NASA Teams Up with Nissan on Driverless Cars for Application to Mars Rover Technology
Driverless car technology may be coming to Mars. NASA has just joined forces with Japanese automobile company Nissan to help them develop their autonomous vehicles on Earth, in the hopes that they will be able to use the technology in their Mars rovers.
Self-driving cars have been on the horizon for quite a while now, with Google quickly advancing towards a commercial prototype and Innovate UK currently testing driverless cars in Britain. But NASA believes that the autonomous technology could have applications in their extraterrestrial vehicles, and so their Ames Research Center has signed a Reimbursable Space Act Agreement with Nissan to research and develop the technology. According to the agreement, NASA will be repaid any money it spends on the project, while Nissan will have free use of NASA's facilities and personnel.
NASA will assist Nissan with the design, development, and testing stages of the project, and they hope to gain knowledge of autonomous technology to use on their rovers. NASA currently has autonomous rovers, but they are much smaller than cars, and as a result are more limited in their research capabilities than if NASA could find a way to develop larger autonomous vehicles.
"Actually, Curiosity is about the size of a Smart Car or Mini Cooper," said Terry Fong, leader of the Intelligent Robotics Group at NASA Ames. "One of the current limitations on landing anything bigger is the size of heatshield required to get it through the atmosphere safely, but NASA Ames is working on concepts to for bigger heat shields, and therefore bigger rovers."

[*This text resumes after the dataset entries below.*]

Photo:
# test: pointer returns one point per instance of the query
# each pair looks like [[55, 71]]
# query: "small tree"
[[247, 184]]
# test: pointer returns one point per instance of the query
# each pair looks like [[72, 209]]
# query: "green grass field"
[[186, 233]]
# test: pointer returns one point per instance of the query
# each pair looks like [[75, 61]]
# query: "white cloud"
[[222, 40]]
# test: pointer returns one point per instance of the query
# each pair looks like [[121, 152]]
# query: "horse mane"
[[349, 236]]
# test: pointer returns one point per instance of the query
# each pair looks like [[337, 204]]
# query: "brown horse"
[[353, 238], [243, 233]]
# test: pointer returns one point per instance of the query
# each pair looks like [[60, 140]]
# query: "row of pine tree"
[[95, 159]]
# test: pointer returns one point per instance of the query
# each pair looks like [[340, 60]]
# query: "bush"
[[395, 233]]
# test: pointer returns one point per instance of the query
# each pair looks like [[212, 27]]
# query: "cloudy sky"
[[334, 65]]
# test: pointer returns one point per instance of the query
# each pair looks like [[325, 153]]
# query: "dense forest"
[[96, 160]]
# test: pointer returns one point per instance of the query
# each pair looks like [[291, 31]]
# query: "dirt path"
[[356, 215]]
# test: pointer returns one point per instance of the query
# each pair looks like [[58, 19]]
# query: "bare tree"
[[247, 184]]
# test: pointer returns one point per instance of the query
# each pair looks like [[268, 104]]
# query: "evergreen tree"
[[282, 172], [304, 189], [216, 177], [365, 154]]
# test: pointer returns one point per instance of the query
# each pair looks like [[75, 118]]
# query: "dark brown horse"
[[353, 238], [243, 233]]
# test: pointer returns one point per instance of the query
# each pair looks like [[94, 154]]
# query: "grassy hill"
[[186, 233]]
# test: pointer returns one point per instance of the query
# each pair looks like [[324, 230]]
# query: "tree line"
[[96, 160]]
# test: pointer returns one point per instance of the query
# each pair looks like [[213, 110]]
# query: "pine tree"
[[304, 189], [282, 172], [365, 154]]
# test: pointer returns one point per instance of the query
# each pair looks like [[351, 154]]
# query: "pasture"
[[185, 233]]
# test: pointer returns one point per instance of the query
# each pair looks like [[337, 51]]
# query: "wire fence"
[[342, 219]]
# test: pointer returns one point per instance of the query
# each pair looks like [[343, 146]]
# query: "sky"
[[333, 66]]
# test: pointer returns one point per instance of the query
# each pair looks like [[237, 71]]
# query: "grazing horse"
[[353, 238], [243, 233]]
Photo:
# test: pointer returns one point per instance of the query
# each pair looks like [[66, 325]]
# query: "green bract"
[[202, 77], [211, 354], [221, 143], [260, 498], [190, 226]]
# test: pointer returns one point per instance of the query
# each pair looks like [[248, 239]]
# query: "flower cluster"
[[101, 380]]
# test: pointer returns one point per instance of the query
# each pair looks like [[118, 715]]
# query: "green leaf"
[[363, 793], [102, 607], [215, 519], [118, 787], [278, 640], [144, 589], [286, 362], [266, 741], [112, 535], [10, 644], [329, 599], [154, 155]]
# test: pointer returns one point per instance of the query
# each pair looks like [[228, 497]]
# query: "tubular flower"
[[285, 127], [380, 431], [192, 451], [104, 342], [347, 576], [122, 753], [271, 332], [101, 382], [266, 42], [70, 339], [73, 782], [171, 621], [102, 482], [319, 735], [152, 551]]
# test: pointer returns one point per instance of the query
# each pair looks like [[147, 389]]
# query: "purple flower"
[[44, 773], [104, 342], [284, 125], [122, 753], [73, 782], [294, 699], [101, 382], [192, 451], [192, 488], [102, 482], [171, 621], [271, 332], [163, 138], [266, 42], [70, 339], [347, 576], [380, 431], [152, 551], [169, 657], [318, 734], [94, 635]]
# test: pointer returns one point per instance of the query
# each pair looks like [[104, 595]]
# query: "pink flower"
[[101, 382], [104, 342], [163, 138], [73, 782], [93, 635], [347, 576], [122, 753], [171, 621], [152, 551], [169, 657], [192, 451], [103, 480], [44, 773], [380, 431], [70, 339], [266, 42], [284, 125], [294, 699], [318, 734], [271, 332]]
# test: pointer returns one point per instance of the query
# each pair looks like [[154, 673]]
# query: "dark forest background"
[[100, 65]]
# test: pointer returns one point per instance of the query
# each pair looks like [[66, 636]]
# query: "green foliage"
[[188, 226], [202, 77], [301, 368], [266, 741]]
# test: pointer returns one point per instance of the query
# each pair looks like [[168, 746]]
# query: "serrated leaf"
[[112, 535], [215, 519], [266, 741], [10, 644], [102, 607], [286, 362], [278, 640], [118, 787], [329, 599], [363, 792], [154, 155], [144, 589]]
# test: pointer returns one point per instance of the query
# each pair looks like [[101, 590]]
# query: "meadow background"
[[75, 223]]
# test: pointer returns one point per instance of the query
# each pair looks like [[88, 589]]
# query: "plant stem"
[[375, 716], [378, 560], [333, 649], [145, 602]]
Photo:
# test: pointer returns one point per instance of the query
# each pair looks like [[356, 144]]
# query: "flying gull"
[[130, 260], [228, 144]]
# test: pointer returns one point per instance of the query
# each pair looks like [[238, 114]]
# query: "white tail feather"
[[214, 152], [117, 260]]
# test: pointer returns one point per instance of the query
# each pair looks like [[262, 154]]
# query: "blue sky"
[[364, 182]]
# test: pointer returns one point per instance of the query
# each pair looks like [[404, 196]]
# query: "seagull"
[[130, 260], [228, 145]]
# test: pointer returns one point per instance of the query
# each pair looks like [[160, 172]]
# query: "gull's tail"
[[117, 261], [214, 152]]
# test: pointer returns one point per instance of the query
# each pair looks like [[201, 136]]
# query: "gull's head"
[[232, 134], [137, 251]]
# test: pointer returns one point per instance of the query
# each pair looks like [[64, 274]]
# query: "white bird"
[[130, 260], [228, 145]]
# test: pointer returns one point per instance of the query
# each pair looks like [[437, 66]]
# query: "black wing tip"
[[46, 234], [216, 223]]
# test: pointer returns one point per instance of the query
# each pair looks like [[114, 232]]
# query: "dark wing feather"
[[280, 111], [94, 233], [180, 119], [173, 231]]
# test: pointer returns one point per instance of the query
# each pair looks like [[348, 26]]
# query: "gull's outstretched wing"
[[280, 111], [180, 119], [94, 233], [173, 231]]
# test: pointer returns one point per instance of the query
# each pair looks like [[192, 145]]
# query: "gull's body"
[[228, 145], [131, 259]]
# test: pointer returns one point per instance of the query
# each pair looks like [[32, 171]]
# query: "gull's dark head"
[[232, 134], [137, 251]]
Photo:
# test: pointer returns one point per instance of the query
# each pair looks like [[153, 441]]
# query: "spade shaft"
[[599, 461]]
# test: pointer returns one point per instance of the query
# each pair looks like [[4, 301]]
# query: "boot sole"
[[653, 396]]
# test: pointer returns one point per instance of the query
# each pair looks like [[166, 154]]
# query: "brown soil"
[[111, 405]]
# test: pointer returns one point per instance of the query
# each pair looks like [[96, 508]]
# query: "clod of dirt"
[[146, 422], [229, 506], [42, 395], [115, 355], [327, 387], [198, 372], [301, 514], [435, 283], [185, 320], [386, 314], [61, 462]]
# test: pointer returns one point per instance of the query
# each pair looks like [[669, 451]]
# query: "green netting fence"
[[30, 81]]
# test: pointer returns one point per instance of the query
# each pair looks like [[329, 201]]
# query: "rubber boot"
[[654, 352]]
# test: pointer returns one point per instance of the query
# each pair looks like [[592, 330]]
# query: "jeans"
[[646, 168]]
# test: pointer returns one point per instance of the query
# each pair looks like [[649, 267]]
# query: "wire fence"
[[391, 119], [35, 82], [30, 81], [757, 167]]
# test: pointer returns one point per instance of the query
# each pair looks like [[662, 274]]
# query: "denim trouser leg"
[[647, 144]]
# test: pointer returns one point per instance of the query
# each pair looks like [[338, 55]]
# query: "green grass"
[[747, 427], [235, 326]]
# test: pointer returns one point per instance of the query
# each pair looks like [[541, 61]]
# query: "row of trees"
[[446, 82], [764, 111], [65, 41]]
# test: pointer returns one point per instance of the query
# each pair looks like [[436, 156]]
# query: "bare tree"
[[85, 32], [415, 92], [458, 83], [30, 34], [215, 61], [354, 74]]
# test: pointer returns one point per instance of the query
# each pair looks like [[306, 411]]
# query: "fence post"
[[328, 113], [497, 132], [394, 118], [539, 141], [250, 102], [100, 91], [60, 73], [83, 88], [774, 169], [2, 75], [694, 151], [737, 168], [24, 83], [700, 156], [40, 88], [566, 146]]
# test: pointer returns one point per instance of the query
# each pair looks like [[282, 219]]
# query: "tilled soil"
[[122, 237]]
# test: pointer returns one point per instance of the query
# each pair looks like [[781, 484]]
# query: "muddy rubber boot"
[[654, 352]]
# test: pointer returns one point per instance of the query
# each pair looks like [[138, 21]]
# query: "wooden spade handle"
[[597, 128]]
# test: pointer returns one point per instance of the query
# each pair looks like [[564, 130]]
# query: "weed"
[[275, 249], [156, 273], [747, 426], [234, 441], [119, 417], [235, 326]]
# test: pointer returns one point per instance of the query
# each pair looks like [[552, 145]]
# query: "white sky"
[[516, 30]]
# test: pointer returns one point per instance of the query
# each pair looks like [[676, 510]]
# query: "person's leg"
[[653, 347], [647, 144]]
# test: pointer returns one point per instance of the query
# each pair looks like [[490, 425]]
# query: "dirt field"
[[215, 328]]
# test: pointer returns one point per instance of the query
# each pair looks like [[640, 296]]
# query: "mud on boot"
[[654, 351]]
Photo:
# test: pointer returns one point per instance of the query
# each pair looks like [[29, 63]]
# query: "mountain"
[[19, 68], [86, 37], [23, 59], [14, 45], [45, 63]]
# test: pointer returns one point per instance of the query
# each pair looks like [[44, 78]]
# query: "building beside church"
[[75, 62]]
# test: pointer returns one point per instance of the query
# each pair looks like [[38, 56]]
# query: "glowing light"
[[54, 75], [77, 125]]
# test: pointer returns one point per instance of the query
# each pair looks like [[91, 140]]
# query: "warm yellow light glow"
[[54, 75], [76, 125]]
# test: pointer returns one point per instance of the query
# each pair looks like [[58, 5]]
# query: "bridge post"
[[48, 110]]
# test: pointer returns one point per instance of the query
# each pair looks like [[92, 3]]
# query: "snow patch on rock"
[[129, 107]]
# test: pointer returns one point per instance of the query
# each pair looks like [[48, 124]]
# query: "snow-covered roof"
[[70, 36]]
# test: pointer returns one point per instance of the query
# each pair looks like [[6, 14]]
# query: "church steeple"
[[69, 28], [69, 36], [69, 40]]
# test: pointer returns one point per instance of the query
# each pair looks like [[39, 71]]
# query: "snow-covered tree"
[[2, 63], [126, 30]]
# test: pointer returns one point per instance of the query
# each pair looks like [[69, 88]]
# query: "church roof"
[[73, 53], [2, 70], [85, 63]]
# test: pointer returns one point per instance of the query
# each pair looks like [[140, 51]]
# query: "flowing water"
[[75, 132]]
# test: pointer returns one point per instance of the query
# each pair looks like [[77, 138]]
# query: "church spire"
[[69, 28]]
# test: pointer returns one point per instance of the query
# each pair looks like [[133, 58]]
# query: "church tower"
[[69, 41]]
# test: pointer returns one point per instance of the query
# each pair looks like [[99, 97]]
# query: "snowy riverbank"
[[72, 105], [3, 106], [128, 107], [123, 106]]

NASA is confident that the driverless car research will have a direct impact on the development of their Mars research instruments. Director of NASA Ames, S. Pete Worden, said, "All of our potential topics of research collaboration with Nissan are areas in which Ames has strongly contributed to major NASA programs. "Ames developed Mars rover planning software, robots on board the International Space Station and Next Generation air traffic management systems to name a few. We look forward to applying knowledge developed during this partnership toward future space and aeronautics endeavors."